One of the reasons it cannot be factual, assuming I'm reading it correctly, is indicated by the low increase in the number of ADSL connections over the past 15 months (and especially over the past six months) which if you read this report the same way I do amounts to 1% per month:
31/3/07 - 3,365,000
31/12/07 -3,702,000 (a 9% increase in 9 months)
30/6/08 - 3,936,000 (a 6% increase in 6 months
According to these statistics, the number of new ADSL services grew by just 234,000 over the past six months or slightly less than 40,000 a month. Exetel's ADSL customer base increased by over 2,000 net users each month in that period which, if these ABS numbers are correct, would mean that Exetel is achieving 5% of the total monthly growth in ADSL connections over that six month period - an absurd 'statistic'. Our own estimates are that Exetel has a little over 1% of the Australian ADSL market and possibly increases that percentage by a one or two tenths of a percent each six months.
Should these ABS numbers be correct then there have been more than a few ISPS telling quite a few 'porkies' about their achievements recently.

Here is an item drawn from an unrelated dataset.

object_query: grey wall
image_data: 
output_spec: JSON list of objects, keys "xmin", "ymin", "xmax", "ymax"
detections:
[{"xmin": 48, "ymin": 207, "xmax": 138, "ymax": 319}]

So bear in mind that these figures, irrespective of their highly credentialed source, are highly questionable in my opinion because, even allowing for the fact that certain 'spokespeople' for various commercial entities in Australia couldn't lie straight in bed these statistics seem strangely disconnected to the statements made by ISPs over the past six months (with the exception of Simon Hacket of Internode who did say that "the ADSL market was slowing" (or words to that effect) recently - something I saw no evidence of at the time and still see none.
The figures that interested me most were the ones concerning the growth of wireless broadband over the past 15 months and particularly the last 6 months. If the ADSL figures are in any way correct perhaps the rapid growth in wireless broadband explains the dramatic slow down in DSL - but somehow I doubt it.
The wireless broadband numbers were reported as:
31/3/07 - 227,000
31/12/07 - 433,000
30/6/08 - 809,000
which means, if you do the simple arithmetic (and you believe in the accuracy of the ABS numbers), that almost as many people signed up for wireless over the last 15 months as people did for ADSL but the amazing figure is that over the past six months almost DOUBLE the number of people signed up for wireless as did for ADSL.
For those people who have bothered to read my ramblings here over the past 15 months you would have seen me write many times that HSPA would quickly become the preferred low end broadband services but these figures indicate that has already happened and goodness knows what the next ABS survey will show.
Makes you wonder about the whole 'value' of CK and SS's NBN 'tender' and also at the 'value' of the 'investments' in ADSL2 DSLAMs by small ISPs over the past 2 years.
Then again - the statistics are probably wrong (I'm sure more than a few people in a few ISPs are hoping that's the case before they front their next director's meeting).